There were no significant differences between the incubation and the chick rearing long trips from a quantitative point of view. Velocity, time at sea and distance covered were similar (ANOVA, P>0.05).

The relationships between the time spent at sea and maximum foraging range or distance covered, during both incubation and chick rearing periods were significant (Fig. 3).

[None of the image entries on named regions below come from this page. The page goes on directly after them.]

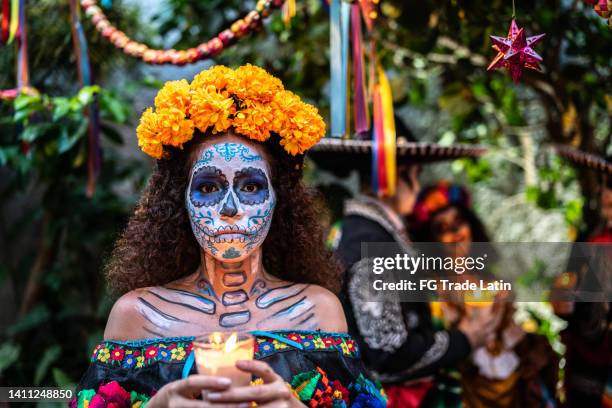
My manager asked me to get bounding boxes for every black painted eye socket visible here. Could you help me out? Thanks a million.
[189,166,229,207]
[200,183,220,194]
[240,183,261,194]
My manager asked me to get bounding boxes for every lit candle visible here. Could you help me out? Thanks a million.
[193,332,255,387]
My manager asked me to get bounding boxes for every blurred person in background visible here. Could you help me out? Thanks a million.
[309,118,498,407]
[551,147,612,408]
[410,181,559,408]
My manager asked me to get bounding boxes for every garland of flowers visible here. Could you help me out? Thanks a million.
[81,0,284,65]
[136,64,325,159]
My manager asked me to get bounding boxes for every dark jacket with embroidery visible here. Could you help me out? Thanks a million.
[336,198,470,383]
[70,331,386,408]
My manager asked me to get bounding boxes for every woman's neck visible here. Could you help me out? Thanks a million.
[197,248,264,306]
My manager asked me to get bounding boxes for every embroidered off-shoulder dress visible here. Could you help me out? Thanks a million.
[70,331,386,408]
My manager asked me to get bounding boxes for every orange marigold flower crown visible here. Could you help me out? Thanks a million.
[136,64,325,159]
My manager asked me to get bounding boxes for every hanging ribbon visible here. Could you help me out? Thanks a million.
[70,0,101,197]
[329,0,346,137]
[281,0,297,27]
[378,64,397,197]
[351,4,370,135]
[7,0,20,44]
[359,0,378,31]
[372,84,388,196]
[0,0,11,44]
[17,0,30,92]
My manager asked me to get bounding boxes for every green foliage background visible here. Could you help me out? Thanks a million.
[0,0,612,396]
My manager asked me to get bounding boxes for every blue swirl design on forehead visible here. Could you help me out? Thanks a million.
[247,204,274,228]
[193,149,213,167]
[214,143,262,162]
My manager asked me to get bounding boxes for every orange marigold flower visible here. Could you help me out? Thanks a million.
[155,79,190,112]
[136,108,164,159]
[191,65,234,90]
[273,91,325,155]
[232,102,274,142]
[189,85,236,133]
[227,64,284,103]
[136,108,193,159]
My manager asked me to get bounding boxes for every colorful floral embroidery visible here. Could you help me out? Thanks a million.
[289,367,387,408]
[255,332,359,358]
[91,341,192,368]
[91,331,359,368]
[68,381,149,408]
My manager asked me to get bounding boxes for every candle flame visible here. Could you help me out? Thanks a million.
[210,332,223,344]
[225,333,238,353]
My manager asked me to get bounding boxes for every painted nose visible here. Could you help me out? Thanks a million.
[220,192,238,217]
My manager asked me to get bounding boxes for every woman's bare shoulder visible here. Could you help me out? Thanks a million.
[104,288,148,341]
[306,285,347,333]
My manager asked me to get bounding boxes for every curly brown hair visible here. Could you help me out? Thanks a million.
[105,134,341,294]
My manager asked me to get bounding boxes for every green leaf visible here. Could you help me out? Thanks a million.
[19,125,44,143]
[100,92,129,123]
[57,121,87,154]
[52,98,70,122]
[0,341,21,374]
[13,93,41,110]
[77,85,100,106]
[34,344,62,385]
[100,123,123,145]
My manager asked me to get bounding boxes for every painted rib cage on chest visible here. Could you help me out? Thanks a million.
[137,278,319,337]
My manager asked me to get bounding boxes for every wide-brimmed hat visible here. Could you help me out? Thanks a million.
[307,137,487,174]
[555,145,612,176]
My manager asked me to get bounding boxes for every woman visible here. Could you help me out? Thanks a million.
[75,65,385,407]
[413,181,558,408]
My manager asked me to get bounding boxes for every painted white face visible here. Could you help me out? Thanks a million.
[185,139,276,262]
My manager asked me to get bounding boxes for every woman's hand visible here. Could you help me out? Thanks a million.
[147,375,240,408]
[207,360,304,408]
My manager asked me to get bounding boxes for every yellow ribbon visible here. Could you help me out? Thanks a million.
[377,64,397,197]
[7,0,19,44]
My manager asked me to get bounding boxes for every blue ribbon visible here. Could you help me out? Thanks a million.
[329,0,346,137]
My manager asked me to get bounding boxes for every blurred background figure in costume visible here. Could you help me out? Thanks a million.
[410,181,558,408]
[73,65,385,407]
[309,118,496,407]
[551,146,612,407]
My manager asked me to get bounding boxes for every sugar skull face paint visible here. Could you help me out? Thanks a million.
[185,139,276,261]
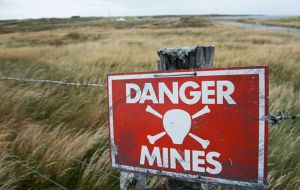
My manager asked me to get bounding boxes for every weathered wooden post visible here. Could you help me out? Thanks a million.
[157,46,215,190]
[120,171,147,190]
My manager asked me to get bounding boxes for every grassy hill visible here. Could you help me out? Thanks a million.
[0,17,300,190]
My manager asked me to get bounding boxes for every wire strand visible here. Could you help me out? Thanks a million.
[0,76,106,88]
[9,156,68,190]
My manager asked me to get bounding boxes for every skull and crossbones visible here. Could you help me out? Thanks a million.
[146,105,210,149]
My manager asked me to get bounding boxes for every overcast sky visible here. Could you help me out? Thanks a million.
[0,0,300,20]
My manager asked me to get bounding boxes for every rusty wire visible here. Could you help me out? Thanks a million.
[0,76,106,88]
[0,76,300,190]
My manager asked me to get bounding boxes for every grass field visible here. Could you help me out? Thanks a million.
[0,17,300,190]
[238,16,300,28]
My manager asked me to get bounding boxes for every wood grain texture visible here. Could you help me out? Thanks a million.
[157,46,216,190]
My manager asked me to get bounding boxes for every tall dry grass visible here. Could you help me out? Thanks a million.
[0,17,300,190]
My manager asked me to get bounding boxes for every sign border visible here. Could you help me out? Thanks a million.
[107,66,268,187]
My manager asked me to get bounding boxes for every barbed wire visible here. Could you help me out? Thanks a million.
[0,76,300,190]
[0,76,106,88]
[8,156,68,190]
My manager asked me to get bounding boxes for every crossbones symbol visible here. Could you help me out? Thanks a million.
[146,105,210,149]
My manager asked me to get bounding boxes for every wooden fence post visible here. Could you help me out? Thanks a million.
[157,46,215,190]
[120,171,148,190]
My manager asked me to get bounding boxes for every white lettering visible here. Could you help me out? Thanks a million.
[206,152,222,174]
[126,83,141,104]
[140,83,158,104]
[179,81,201,105]
[217,80,236,104]
[126,80,236,105]
[201,81,216,104]
[158,82,178,104]
[193,150,205,172]
[140,145,162,167]
[140,145,222,175]
[170,148,191,171]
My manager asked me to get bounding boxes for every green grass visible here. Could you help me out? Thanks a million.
[237,16,300,28]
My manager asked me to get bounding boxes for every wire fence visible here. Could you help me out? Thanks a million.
[0,76,106,88]
[0,76,300,190]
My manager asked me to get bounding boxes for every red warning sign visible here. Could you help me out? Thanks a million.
[107,67,268,187]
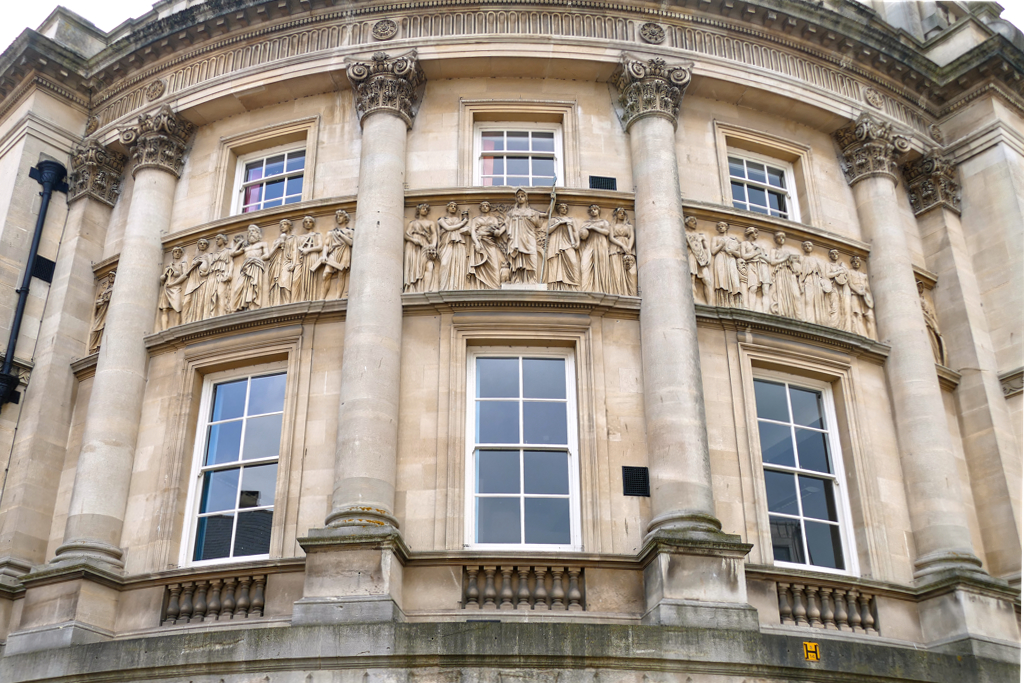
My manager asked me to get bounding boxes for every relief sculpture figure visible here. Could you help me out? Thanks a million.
[231,225,270,310]
[466,202,508,290]
[181,238,213,323]
[683,216,715,306]
[266,218,296,306]
[545,204,580,291]
[437,202,470,290]
[404,204,437,294]
[89,270,117,353]
[607,207,638,296]
[711,220,743,308]
[324,209,355,299]
[580,204,611,292]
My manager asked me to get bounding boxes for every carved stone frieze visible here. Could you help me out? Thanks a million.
[68,140,127,206]
[833,114,910,185]
[903,156,961,216]
[120,104,196,177]
[348,50,426,127]
[611,53,692,130]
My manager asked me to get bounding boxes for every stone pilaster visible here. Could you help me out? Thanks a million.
[834,115,981,580]
[294,52,424,623]
[903,155,1021,575]
[55,106,194,568]
[612,55,757,628]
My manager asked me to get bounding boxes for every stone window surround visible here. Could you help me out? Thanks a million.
[458,99,583,188]
[735,335,888,578]
[213,115,321,217]
[713,120,821,225]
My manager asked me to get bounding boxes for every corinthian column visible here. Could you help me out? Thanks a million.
[56,106,194,567]
[612,55,757,628]
[834,115,981,579]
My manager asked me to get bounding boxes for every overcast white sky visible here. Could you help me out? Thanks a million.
[0,0,1024,58]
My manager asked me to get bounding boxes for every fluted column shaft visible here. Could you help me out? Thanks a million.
[616,58,721,532]
[326,53,422,527]
[56,109,193,566]
[836,119,981,578]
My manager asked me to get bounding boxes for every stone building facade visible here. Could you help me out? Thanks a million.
[0,0,1024,683]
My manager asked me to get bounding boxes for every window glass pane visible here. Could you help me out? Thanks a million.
[729,157,746,178]
[797,427,831,474]
[233,510,273,557]
[476,498,522,543]
[790,387,825,428]
[768,515,807,564]
[798,476,839,522]
[480,131,505,152]
[522,358,565,398]
[534,132,555,152]
[239,463,278,508]
[523,498,571,546]
[749,161,768,183]
[263,155,285,178]
[193,515,234,562]
[242,415,282,460]
[476,400,519,443]
[522,451,569,496]
[505,130,529,152]
[476,358,519,398]
[805,521,846,569]
[765,470,800,515]
[522,400,568,444]
[249,375,286,415]
[205,420,242,465]
[210,380,248,422]
[754,380,790,422]
[285,152,306,172]
[199,467,239,513]
[476,451,519,494]
[758,422,797,467]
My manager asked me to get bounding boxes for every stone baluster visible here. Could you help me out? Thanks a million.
[54,106,194,569]
[534,567,551,611]
[464,566,480,609]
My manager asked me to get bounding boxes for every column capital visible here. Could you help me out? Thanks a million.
[611,52,693,131]
[119,104,196,178]
[833,114,910,185]
[348,50,427,128]
[68,139,128,206]
[903,155,961,216]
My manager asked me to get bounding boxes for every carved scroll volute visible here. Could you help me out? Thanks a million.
[833,114,910,185]
[119,104,196,178]
[903,155,961,216]
[68,140,127,206]
[348,50,427,128]
[611,53,692,130]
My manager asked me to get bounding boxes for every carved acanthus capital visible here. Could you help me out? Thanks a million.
[348,50,427,128]
[903,156,961,216]
[611,53,692,130]
[833,114,910,185]
[120,104,196,177]
[68,140,127,206]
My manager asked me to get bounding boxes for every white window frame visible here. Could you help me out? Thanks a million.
[473,121,565,187]
[464,346,583,552]
[231,141,309,216]
[178,362,288,567]
[751,369,860,577]
[725,146,800,223]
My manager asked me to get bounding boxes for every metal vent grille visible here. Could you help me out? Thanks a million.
[623,465,650,498]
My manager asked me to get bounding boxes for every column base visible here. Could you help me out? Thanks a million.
[292,525,409,625]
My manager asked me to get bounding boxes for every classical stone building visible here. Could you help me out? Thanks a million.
[0,0,1024,683]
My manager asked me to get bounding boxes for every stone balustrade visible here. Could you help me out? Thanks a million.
[462,565,587,611]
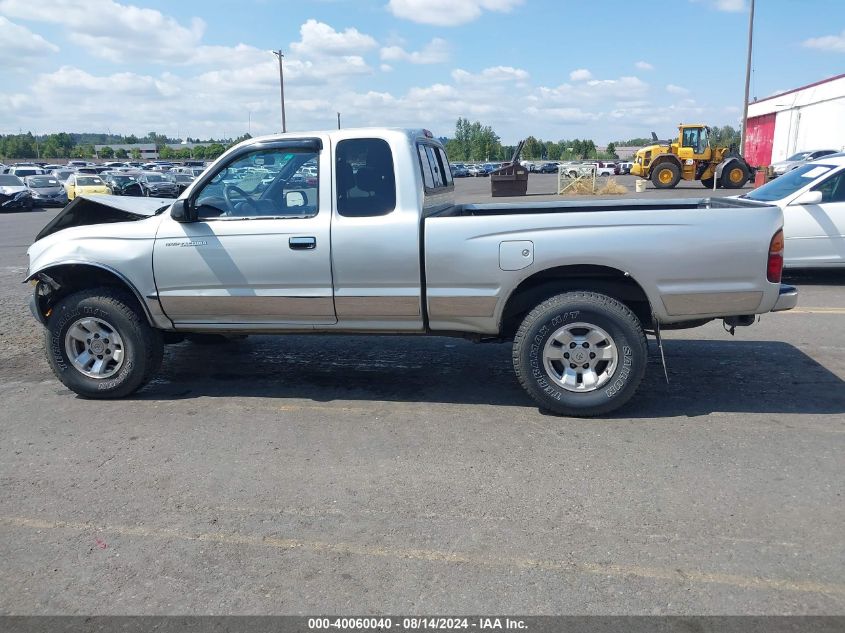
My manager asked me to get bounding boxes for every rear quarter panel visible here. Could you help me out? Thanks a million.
[425,202,783,334]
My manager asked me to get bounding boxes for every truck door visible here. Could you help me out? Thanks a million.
[153,139,336,327]
[783,170,845,266]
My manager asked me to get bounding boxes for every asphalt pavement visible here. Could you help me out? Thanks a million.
[0,176,845,615]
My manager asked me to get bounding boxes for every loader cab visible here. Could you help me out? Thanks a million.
[678,123,711,160]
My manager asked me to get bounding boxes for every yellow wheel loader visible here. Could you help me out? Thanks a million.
[631,123,752,189]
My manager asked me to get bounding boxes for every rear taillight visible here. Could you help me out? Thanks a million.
[766,229,783,284]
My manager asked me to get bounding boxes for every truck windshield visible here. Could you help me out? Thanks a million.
[740,163,834,202]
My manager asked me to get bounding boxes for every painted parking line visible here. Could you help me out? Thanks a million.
[0,516,845,596]
[778,308,845,314]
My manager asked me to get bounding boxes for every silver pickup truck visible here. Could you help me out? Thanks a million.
[27,128,797,416]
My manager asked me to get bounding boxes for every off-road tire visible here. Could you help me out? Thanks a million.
[513,291,648,417]
[719,161,751,189]
[651,161,681,189]
[46,287,164,399]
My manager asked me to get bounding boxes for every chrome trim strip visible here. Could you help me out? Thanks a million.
[334,295,420,319]
[159,293,335,324]
[661,291,763,316]
[428,296,498,321]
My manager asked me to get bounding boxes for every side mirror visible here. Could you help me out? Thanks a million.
[285,191,308,209]
[789,191,822,206]
[170,199,197,223]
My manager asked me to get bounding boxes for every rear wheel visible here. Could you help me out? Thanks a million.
[46,288,163,398]
[651,162,681,189]
[719,161,751,189]
[513,291,648,417]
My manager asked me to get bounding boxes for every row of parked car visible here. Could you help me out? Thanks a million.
[451,160,633,178]
[0,161,205,210]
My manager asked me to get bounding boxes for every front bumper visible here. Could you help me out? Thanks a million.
[29,290,47,327]
[772,284,798,312]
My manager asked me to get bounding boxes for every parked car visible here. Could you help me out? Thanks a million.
[25,129,797,416]
[65,174,112,200]
[9,165,47,178]
[23,175,67,207]
[164,172,195,195]
[452,163,470,178]
[738,155,845,268]
[772,149,839,177]
[138,171,179,198]
[101,171,144,196]
[49,169,75,183]
[0,174,32,211]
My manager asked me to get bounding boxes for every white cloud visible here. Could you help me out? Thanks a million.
[0,15,59,68]
[690,0,746,13]
[0,0,205,63]
[381,37,449,64]
[290,19,378,57]
[387,0,523,26]
[666,84,690,95]
[452,66,529,85]
[569,68,593,81]
[803,31,845,53]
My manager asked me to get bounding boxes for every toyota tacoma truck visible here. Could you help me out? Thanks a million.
[27,128,797,416]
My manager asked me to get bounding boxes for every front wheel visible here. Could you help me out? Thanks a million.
[513,291,648,417]
[719,161,751,189]
[46,288,164,398]
[651,162,681,189]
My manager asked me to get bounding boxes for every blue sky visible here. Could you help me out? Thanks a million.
[0,0,845,143]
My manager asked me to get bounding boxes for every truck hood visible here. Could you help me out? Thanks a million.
[35,195,173,242]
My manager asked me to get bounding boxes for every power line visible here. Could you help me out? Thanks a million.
[739,0,754,156]
[273,50,288,133]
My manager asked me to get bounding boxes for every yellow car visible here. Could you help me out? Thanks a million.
[65,174,112,202]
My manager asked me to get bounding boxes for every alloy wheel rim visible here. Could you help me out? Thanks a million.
[543,322,619,393]
[65,317,125,379]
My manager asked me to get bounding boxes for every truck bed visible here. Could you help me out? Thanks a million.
[432,198,760,217]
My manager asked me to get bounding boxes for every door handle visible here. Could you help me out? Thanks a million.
[288,237,317,251]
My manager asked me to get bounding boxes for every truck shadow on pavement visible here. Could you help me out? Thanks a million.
[135,336,845,418]
[783,268,845,286]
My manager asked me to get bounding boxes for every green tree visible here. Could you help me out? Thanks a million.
[205,143,226,159]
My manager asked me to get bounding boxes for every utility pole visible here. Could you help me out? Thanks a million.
[273,50,288,133]
[739,0,754,156]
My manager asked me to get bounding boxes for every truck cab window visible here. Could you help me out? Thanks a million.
[336,138,396,217]
[193,148,318,219]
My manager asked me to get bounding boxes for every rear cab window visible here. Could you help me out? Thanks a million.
[335,138,396,218]
[417,143,454,193]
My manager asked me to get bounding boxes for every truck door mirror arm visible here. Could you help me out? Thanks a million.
[170,199,197,223]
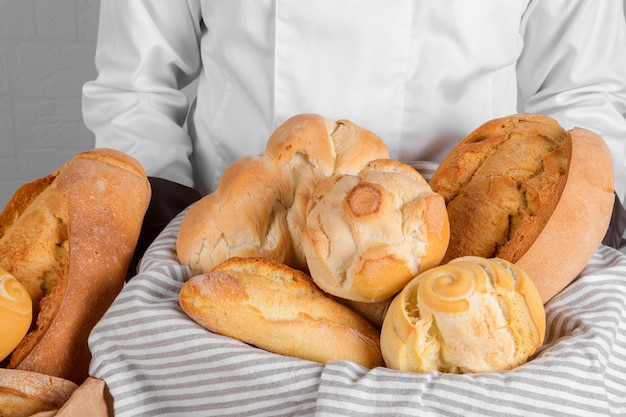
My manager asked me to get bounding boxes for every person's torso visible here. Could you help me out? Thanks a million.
[189,0,528,191]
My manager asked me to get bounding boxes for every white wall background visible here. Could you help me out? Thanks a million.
[0,0,626,210]
[0,0,100,210]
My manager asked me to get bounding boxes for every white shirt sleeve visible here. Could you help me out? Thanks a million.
[83,0,201,186]
[517,0,626,201]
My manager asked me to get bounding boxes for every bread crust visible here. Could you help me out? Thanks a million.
[0,368,78,417]
[179,258,384,368]
[430,114,614,302]
[302,159,450,303]
[381,256,546,373]
[176,114,389,274]
[0,149,150,383]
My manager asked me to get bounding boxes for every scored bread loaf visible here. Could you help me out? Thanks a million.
[176,114,389,274]
[0,149,150,384]
[430,114,614,302]
[180,258,383,368]
[381,256,546,373]
[302,159,450,303]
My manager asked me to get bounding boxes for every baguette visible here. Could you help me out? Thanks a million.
[176,114,389,274]
[0,149,150,384]
[180,258,384,368]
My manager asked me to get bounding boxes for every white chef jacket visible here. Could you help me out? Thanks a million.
[83,0,626,200]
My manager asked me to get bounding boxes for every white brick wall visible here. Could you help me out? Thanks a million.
[0,0,99,210]
[0,0,626,209]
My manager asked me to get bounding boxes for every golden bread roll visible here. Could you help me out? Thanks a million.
[381,256,546,373]
[430,114,614,303]
[180,258,383,368]
[0,149,150,384]
[176,114,389,274]
[0,267,33,362]
[0,368,77,417]
[302,159,450,303]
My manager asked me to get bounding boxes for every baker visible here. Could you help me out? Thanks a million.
[83,0,626,266]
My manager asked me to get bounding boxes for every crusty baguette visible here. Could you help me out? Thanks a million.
[0,149,150,384]
[302,159,450,303]
[0,368,78,417]
[430,114,614,302]
[176,114,389,274]
[381,256,546,373]
[0,267,33,362]
[180,258,383,368]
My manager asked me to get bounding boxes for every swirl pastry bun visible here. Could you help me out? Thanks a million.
[381,256,546,373]
[179,258,383,368]
[302,159,450,303]
[0,267,33,361]
[176,114,389,274]
[430,114,614,303]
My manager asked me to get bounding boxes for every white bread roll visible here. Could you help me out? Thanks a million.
[381,256,546,373]
[430,114,614,303]
[0,149,151,384]
[180,258,383,368]
[176,114,389,274]
[302,159,450,303]
[0,267,33,362]
[0,369,77,417]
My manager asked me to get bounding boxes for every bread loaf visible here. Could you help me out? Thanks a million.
[0,267,33,362]
[302,159,450,303]
[430,114,614,302]
[176,114,389,274]
[381,256,546,373]
[0,149,150,384]
[180,258,383,368]
[0,369,77,417]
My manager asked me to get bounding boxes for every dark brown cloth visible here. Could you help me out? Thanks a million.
[126,177,201,280]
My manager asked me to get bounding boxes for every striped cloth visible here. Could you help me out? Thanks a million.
[89,208,626,417]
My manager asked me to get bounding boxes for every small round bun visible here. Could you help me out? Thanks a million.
[0,267,33,361]
[381,256,546,373]
[302,159,449,303]
[430,114,614,303]
[176,114,389,274]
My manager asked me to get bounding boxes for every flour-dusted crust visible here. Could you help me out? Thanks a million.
[0,149,150,384]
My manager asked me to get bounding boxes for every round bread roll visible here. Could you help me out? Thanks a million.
[302,159,450,303]
[176,114,389,274]
[0,267,33,361]
[180,258,384,368]
[381,256,546,373]
[0,369,77,417]
[430,114,614,303]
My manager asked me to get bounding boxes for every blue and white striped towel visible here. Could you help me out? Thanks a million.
[89,208,626,417]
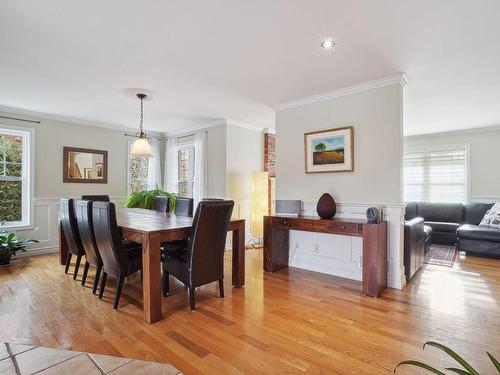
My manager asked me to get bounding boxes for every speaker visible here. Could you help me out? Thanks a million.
[366,207,382,224]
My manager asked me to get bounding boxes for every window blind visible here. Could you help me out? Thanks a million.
[404,145,467,203]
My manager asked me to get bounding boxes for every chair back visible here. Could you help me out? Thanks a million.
[92,202,128,277]
[154,195,170,212]
[175,197,193,216]
[75,200,102,267]
[187,201,234,286]
[60,198,84,256]
[82,195,109,202]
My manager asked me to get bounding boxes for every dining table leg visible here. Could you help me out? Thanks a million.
[142,233,161,323]
[233,220,245,288]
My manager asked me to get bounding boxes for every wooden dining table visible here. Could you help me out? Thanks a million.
[59,207,245,323]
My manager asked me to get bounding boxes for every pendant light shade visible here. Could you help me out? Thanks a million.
[130,94,153,157]
[130,138,153,157]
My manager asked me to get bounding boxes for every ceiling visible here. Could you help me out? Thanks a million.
[0,0,500,134]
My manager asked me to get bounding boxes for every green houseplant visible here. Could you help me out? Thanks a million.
[0,223,38,266]
[124,188,175,211]
[394,341,500,375]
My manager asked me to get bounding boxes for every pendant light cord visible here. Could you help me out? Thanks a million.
[140,96,144,138]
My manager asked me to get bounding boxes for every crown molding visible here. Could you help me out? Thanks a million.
[0,105,146,135]
[273,73,408,112]
[226,120,264,132]
[404,125,500,139]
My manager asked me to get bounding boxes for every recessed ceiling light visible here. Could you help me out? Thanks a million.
[321,39,335,49]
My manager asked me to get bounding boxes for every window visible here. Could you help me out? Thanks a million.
[404,145,468,202]
[177,144,195,198]
[127,141,149,195]
[0,128,32,227]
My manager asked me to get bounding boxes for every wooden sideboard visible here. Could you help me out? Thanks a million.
[264,216,387,297]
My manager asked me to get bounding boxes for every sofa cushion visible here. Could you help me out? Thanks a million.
[425,221,460,232]
[418,202,464,223]
[463,203,493,225]
[457,224,500,242]
[405,202,418,220]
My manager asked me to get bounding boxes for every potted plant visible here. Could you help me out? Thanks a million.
[0,223,38,266]
[394,341,500,375]
[124,188,175,211]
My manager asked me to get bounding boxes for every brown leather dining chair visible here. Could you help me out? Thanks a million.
[154,195,170,212]
[162,201,234,310]
[92,202,142,310]
[161,196,194,252]
[75,200,102,294]
[60,198,85,280]
[82,195,109,202]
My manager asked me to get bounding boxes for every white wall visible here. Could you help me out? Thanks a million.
[226,124,264,241]
[276,84,404,288]
[404,127,500,201]
[0,111,263,253]
[206,124,227,198]
[0,116,143,253]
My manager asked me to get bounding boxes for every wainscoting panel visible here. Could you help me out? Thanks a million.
[290,202,406,289]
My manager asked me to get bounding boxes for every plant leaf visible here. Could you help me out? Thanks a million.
[394,360,446,375]
[486,352,500,374]
[446,367,470,375]
[423,341,479,375]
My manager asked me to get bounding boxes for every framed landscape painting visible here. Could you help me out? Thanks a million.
[304,126,354,173]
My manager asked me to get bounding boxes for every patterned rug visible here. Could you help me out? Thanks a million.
[424,244,458,267]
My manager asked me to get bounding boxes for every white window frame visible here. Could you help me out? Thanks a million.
[0,124,35,230]
[403,143,471,203]
[126,141,149,196]
[176,142,196,198]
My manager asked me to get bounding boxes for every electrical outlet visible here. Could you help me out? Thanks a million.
[313,243,320,255]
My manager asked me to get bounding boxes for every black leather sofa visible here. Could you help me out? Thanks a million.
[404,202,500,280]
[405,202,500,258]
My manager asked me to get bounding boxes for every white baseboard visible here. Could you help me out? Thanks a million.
[16,246,59,258]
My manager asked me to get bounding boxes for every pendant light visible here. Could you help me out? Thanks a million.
[130,93,153,157]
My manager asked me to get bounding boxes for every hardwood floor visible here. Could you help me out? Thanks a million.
[0,250,500,374]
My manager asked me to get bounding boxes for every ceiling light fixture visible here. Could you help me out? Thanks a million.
[321,39,335,49]
[130,93,153,157]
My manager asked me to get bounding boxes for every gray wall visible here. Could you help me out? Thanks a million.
[226,125,264,201]
[0,116,135,198]
[404,127,500,200]
[276,84,403,204]
[206,124,226,198]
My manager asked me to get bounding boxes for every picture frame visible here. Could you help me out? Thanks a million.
[83,168,92,180]
[95,163,103,178]
[304,126,354,173]
[63,146,108,184]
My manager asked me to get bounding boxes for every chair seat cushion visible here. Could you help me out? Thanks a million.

The effect of wind on the movement of birds was analysed for the incubation period. We found no significant correlation between birds' velocity and wind speeds (r = 0.048, P = 0.2) However, with respect to the wind direction, birds flew preferentially with a particular angle between flight track and wind direction. They tended to fly leeward during the outward journey, whereas during the return trips they used lateral winds (Fig. 4). No significant differences in the average direction of the wind relative to the birds' flight path occurred between the outward and return journeys (X²₄ = 7.078, P=0.132).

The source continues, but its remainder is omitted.